Steven abruptly turned away from her and stared down into the gorge. Suddenly he thought of all the little ways in which Sara had involved him more and more deeply in this business. The plan to solve the puzzle had been hers. Again and again she had advised him against going to the police. She had urged him to go on. And her strange coolness at the sight of the dead man in his bookshop made sense now. Was this woman nothing but a stone-cold criminal? Had she needed him just because he could read Marot’s shorthand?

Had she . . . used him all along?

For a moment he was tempted to climb over the handrail and let himself drop—drop to the bottom of the gorge, where darkness and endless oblivion awaited him. But then it occurred to him that others were about to make him do that anyway.

“Unfortunately, Frau Lengfeld hasn’t yet told us who she is actually working for,” Luise said. “Whether for her father or for someone else. But maybe a look at the depths below will make her a little more forthcoming. Well, Frau Lengfeld, what about it?”

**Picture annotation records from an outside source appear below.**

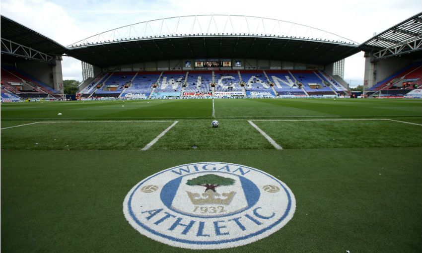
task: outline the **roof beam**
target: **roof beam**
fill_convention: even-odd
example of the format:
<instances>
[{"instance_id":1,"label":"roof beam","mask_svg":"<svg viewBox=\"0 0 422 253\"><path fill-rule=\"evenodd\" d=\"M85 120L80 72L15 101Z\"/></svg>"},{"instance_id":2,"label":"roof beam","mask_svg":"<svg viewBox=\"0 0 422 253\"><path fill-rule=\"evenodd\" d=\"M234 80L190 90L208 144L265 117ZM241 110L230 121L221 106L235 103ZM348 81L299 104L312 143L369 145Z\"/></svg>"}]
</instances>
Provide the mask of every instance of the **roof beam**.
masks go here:
<instances>
[{"instance_id":1,"label":"roof beam","mask_svg":"<svg viewBox=\"0 0 422 253\"><path fill-rule=\"evenodd\" d=\"M54 59L54 57L47 54L2 38L1 38L1 52L2 54L46 63L50 62Z\"/></svg>"},{"instance_id":2,"label":"roof beam","mask_svg":"<svg viewBox=\"0 0 422 253\"><path fill-rule=\"evenodd\" d=\"M176 47L174 46L174 44L173 44L173 42L171 41L171 38L169 38L168 40L170 43L171 43L171 46L173 47L173 50L174 50L174 51L176 52L176 54L177 55L177 57L181 59L182 58L180 57L180 54L179 53L179 51L177 50L177 49L176 48Z\"/></svg>"},{"instance_id":3,"label":"roof beam","mask_svg":"<svg viewBox=\"0 0 422 253\"><path fill-rule=\"evenodd\" d=\"M282 47L279 47L279 49L277 51L276 51L276 53L275 53L273 55L273 56L271 57L271 58L270 59L270 60L274 59L276 56L278 55L280 51L281 51L282 50L283 50L285 47L285 46L287 46L287 44L288 44L289 42L290 42L290 39L287 40L285 42L285 43L284 43L284 45L283 45Z\"/></svg>"},{"instance_id":4,"label":"roof beam","mask_svg":"<svg viewBox=\"0 0 422 253\"><path fill-rule=\"evenodd\" d=\"M251 46L249 47L249 49L248 50L248 52L246 53L246 55L245 56L245 59L247 59L248 56L249 55L249 52L251 52L251 49L252 49L252 47L253 47L254 45L255 44L255 41L256 41L256 37L254 38L254 40L252 41L252 43L251 44Z\"/></svg>"},{"instance_id":5,"label":"roof beam","mask_svg":"<svg viewBox=\"0 0 422 253\"><path fill-rule=\"evenodd\" d=\"M407 34L408 35L412 35L413 36L418 36L418 33L411 32L410 31L406 31L406 30L403 30L400 28L393 28L391 30L396 32L398 32L400 33L404 33L405 34Z\"/></svg>"},{"instance_id":6,"label":"roof beam","mask_svg":"<svg viewBox=\"0 0 422 253\"><path fill-rule=\"evenodd\" d=\"M158 49L158 51L160 52L160 53L161 53L161 55L164 55L165 56L166 59L167 60L168 60L168 56L167 55L167 54L164 54L161 48L160 48L160 47L158 45L157 45L157 43L154 40L152 40L152 43L154 43L154 45L155 46L155 47Z\"/></svg>"},{"instance_id":7,"label":"roof beam","mask_svg":"<svg viewBox=\"0 0 422 253\"><path fill-rule=\"evenodd\" d=\"M191 51L191 56L192 57L192 58L195 58L195 57L194 57L194 53L192 52L192 48L191 48L191 43L189 43L189 38L188 38L187 37L186 37L186 41L188 42L188 46L189 47L189 50ZM205 44L205 38L204 38L204 44ZM206 54L207 53L207 52L205 52L205 53L206 53Z\"/></svg>"},{"instance_id":8,"label":"roof beam","mask_svg":"<svg viewBox=\"0 0 422 253\"><path fill-rule=\"evenodd\" d=\"M382 40L383 41L386 41L387 42L391 42L392 43L395 43L395 44L400 43L400 42L398 41L398 40L392 40L391 39L387 39L386 38L381 38L380 37L377 37L377 38L375 39L375 41L376 41L377 40Z\"/></svg>"},{"instance_id":9,"label":"roof beam","mask_svg":"<svg viewBox=\"0 0 422 253\"><path fill-rule=\"evenodd\" d=\"M420 22L422 23L422 18L421 18L419 17L415 17L413 19L417 21L419 21Z\"/></svg>"}]
</instances>

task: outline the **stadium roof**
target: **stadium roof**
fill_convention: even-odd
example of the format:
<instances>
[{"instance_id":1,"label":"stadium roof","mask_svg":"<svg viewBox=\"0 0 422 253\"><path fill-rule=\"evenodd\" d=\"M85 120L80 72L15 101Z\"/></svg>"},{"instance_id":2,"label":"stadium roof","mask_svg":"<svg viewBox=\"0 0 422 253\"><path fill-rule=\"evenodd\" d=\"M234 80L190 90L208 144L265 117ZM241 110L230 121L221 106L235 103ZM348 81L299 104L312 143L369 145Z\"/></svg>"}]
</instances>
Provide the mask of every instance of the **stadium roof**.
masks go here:
<instances>
[{"instance_id":1,"label":"stadium roof","mask_svg":"<svg viewBox=\"0 0 422 253\"><path fill-rule=\"evenodd\" d=\"M68 51L67 48L51 39L2 15L1 27L2 39L49 55L61 55Z\"/></svg>"},{"instance_id":2,"label":"stadium roof","mask_svg":"<svg viewBox=\"0 0 422 253\"><path fill-rule=\"evenodd\" d=\"M183 59L254 59L325 65L358 52L358 43L310 26L259 17L203 15L129 25L68 47L98 66Z\"/></svg>"},{"instance_id":3,"label":"stadium roof","mask_svg":"<svg viewBox=\"0 0 422 253\"><path fill-rule=\"evenodd\" d=\"M412 58L422 56L422 12L374 36L359 46L365 52L373 51L376 58L412 53Z\"/></svg>"}]
</instances>

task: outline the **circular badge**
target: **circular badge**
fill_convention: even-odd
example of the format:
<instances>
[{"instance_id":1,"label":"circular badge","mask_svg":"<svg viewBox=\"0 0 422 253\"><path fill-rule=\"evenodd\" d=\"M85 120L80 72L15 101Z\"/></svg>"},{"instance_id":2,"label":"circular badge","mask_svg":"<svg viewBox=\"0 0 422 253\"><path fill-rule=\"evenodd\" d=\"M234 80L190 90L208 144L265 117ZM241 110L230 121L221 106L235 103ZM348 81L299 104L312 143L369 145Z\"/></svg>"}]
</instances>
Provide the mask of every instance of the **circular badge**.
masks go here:
<instances>
[{"instance_id":1,"label":"circular badge","mask_svg":"<svg viewBox=\"0 0 422 253\"><path fill-rule=\"evenodd\" d=\"M275 177L239 164L206 162L167 169L128 193L123 212L141 234L192 249L236 247L277 232L296 200Z\"/></svg>"}]
</instances>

“You’re going to kill me anyway,” Sara replied, “so why should I tell you anything?”

Luise shook her head disapprovingly. “You’re forgetting that some ways of dying are quick; some take much longer. Lancelot will think himself lucky to try either way on you. So talk.”

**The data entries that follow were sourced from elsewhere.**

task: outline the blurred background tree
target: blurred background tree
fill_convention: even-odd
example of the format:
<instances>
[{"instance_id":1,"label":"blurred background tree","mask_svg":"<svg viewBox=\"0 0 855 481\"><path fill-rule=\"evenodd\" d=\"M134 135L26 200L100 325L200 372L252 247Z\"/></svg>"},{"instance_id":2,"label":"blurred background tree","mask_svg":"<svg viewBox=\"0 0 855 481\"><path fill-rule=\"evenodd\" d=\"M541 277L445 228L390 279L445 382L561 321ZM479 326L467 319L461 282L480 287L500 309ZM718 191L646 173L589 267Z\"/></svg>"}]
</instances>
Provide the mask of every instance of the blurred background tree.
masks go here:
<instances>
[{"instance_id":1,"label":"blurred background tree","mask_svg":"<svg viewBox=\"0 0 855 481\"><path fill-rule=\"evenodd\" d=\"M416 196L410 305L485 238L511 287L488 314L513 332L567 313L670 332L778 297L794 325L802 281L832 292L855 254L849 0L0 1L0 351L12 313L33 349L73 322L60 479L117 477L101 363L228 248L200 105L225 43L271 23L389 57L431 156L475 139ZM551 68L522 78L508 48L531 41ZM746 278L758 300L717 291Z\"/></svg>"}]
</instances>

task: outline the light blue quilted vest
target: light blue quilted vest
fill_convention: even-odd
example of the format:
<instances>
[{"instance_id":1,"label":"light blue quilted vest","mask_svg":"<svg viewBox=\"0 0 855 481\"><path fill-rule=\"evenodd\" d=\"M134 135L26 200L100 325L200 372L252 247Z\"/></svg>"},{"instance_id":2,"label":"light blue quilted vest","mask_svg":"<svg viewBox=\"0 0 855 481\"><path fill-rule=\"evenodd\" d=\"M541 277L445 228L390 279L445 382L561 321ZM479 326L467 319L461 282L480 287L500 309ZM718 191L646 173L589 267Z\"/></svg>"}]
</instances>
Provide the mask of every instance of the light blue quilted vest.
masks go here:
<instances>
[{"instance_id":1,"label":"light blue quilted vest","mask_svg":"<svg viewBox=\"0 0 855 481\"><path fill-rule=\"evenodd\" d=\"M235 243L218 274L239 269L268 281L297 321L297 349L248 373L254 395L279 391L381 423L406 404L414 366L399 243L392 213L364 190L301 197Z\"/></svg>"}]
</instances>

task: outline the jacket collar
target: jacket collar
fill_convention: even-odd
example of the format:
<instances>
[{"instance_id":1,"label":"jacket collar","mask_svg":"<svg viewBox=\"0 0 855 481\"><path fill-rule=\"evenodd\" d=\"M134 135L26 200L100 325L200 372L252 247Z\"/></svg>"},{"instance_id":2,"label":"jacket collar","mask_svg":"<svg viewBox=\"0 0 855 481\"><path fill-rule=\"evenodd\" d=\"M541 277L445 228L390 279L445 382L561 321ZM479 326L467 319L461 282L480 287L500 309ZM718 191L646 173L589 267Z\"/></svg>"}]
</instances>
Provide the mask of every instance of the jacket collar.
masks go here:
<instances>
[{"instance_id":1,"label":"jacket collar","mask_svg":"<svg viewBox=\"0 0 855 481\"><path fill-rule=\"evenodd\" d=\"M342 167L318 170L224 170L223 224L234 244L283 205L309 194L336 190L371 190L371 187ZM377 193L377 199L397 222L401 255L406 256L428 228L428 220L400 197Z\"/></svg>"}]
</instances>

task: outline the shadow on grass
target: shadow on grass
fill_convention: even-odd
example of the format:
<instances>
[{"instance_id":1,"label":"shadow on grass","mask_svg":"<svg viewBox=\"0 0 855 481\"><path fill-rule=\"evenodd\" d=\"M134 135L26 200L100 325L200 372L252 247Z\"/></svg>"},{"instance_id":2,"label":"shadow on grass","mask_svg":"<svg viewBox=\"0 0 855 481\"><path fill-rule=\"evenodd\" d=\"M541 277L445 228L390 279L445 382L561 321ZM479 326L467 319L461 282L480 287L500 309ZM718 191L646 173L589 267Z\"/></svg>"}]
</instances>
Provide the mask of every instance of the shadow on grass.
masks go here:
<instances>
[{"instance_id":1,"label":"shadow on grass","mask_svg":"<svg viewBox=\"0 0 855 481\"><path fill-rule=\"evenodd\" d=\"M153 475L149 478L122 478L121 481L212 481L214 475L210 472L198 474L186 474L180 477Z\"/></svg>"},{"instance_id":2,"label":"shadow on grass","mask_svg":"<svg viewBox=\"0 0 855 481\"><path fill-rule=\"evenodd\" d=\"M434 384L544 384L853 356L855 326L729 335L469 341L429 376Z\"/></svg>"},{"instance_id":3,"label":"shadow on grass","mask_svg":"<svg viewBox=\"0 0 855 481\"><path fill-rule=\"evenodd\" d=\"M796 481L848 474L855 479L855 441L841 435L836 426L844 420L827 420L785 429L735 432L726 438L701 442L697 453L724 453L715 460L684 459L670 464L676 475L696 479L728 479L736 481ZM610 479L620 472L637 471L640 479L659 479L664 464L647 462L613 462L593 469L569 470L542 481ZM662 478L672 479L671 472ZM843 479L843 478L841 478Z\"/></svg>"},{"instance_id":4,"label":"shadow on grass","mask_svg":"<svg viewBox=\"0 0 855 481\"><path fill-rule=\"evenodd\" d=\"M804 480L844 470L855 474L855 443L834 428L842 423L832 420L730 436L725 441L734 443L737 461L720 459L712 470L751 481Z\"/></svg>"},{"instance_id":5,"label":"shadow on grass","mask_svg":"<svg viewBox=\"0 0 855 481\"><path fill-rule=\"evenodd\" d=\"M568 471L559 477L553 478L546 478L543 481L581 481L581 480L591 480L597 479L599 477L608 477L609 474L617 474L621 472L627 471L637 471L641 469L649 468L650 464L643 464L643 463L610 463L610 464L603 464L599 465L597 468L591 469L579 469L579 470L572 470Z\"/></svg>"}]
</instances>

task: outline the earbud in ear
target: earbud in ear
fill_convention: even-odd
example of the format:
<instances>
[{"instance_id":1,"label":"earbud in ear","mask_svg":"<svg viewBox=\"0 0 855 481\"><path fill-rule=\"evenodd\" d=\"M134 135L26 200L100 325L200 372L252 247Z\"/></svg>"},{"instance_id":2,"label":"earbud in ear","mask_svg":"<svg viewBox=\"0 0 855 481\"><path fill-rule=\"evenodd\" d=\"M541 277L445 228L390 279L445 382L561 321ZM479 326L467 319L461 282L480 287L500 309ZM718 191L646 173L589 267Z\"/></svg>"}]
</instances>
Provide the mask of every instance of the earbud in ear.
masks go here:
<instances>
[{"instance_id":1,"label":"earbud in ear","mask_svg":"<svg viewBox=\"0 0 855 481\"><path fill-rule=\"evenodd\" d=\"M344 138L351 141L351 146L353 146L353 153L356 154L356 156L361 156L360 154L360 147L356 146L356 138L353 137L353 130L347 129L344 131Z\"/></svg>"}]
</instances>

Sara’s lips were a narrow line, and she kept her arms folded.

“Very well.” Luise gave a theatrical sigh. “Then it will take a long time. A very long time.”

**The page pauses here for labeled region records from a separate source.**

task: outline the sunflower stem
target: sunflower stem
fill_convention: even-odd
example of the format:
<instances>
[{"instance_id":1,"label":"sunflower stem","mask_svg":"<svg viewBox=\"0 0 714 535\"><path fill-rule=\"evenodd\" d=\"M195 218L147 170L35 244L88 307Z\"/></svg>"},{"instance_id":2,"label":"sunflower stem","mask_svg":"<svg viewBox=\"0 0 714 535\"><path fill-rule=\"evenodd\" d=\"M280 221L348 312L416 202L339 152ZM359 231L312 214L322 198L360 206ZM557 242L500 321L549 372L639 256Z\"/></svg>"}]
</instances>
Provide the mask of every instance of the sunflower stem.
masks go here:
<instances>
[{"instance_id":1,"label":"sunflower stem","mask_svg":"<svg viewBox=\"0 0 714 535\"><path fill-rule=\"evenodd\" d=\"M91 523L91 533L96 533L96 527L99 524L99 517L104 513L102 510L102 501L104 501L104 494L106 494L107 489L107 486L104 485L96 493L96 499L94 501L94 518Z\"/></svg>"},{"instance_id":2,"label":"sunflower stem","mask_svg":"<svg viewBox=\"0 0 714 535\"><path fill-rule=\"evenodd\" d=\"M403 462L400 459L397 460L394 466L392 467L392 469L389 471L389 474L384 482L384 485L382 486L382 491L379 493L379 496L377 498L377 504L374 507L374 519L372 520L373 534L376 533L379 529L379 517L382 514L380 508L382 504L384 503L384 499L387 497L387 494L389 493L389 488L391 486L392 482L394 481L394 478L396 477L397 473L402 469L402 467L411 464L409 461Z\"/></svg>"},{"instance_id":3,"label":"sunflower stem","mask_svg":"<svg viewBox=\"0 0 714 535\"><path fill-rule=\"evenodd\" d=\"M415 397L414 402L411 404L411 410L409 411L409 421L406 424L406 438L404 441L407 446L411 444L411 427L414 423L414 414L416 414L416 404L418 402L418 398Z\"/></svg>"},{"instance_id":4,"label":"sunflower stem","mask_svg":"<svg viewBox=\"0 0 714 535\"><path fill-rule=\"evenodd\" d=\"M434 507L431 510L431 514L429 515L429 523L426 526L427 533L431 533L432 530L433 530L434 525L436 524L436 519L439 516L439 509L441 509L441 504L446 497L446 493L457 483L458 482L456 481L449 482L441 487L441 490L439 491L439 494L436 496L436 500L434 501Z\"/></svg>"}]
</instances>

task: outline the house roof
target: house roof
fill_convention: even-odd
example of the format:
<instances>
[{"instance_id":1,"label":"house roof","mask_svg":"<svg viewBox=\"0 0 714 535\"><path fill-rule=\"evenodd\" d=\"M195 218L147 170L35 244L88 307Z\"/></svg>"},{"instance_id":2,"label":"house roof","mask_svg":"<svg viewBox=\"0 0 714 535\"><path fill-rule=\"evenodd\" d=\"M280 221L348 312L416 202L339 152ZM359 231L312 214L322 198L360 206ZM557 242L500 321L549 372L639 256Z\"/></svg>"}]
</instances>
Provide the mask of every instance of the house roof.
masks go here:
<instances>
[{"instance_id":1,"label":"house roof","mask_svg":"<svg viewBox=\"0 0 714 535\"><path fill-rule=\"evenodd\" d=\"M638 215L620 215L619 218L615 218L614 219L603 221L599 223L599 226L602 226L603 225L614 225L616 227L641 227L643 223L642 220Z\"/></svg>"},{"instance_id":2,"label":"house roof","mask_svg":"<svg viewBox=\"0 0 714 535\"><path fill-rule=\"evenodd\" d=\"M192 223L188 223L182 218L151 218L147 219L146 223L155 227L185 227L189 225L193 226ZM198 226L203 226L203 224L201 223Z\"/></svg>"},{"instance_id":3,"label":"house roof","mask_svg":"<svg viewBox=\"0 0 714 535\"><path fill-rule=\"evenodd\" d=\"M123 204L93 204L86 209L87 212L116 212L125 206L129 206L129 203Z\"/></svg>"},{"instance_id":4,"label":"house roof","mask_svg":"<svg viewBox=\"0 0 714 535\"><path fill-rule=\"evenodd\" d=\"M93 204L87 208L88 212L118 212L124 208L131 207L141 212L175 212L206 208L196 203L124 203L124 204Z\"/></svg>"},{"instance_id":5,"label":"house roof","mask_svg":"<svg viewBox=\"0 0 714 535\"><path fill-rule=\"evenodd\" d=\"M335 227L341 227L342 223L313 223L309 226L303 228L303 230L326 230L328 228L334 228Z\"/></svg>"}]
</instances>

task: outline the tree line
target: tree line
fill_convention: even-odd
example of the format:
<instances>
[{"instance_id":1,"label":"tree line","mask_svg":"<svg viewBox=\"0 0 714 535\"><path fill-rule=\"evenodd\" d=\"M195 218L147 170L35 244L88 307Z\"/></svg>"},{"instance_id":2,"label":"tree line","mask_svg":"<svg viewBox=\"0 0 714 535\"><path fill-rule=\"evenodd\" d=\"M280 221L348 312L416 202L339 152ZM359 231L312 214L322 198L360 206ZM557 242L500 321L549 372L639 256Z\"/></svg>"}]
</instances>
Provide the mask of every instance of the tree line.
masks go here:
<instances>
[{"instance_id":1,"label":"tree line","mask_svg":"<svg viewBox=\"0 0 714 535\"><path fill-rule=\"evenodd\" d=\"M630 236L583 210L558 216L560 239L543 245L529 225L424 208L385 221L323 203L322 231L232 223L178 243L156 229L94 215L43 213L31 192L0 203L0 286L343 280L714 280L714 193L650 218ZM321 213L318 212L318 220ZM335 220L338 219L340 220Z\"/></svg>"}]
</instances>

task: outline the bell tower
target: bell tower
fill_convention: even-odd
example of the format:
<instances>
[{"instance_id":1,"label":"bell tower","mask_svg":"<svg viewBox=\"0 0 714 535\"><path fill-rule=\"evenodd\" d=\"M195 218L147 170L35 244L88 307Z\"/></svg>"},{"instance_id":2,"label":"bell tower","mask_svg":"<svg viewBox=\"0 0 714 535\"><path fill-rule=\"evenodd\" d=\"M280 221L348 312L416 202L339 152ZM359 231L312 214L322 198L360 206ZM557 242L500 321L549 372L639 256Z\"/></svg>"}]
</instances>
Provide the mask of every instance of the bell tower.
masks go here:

She tapped Steven on the shoulder. “Come along, dearest cousin. Family duties call. You have solved the puzzle, and now I know where we must search. A perfect division of labor, don’t you agree?” Luise turned away, and the three bodyguards pushed the trembling bookseller along ahead of them, until they had left the bridge behind again, with only Sara and Lancelot still on it.

At that moment he heard the throb of rotor blades coming from the east. A helicopter came up from the valley and prepared to land in the castle courtyard. The industrialist took a deep breath.

“Let’s forget that little snake,” she said, leading Steven away. She held the treasure chest with the diary in a firm grip. “Lancelot will take care of her. Our taxi is waiting in the upper courtyard. It will take us to the fourth castle and the end of our quest.”

Meanwhile Lancelot, his gun raised, advanced on Sara. He lifted his eye patch so that she could see the dark socket behind it.

“Hey, baby,” he called, vying with the noise of the helicopter. “Today you’re gonna learn to fly.”





40





LUISE, HER THREE paladins, and the exhausted, staggering Steven hurried toward the castle, while the helicopter, making an infernal racket, came down in the upper courtyard of the castle. Ducking, the five of them approached the roaring monster as it rocked, like an intoxicated dragon, a few hand’s-breadths above the ground.

Luise pointed her Derringer to its interior. “In you get, Steven!” she shouted. She gave one of the armed men a few instructions, and then she, the other two, and Steven climbed into the helicopter. The door closed, and they took off.

“Mordred and a few of the other knights will see to the throne room and Zöller’s body,” she said, staring out of the window, through which the castle below them got smaller and smaller. “When the first tourists arrive at ten, no one will be able to tell what happened here last night. Tristan and Galahad, on the other hand . . .” She pointed to the two bodyguards who sat to the right and left of Steven in their black leather jackets, staring straight ahead. “Tristan and Galahad will accompany us on this quest. Besides Lancelot, they are my best paladins, and they have instructions to shoot you at once if there is any danger of your trying to escape. So don’t think that you can try anything clever.”

“Where are we going?” Steven asked as he looked ahead through the cockpit window, where the Alps were emerging from the mist. Steep peaks rose among the clouds, which were slowly dispersing in the morning light. Steven still felt numb; in the last hour his life had turned into a nightmare from which he didn’t seem to be awakening. The damn book had cast its spell on him, and in the end it had thrown him into hell.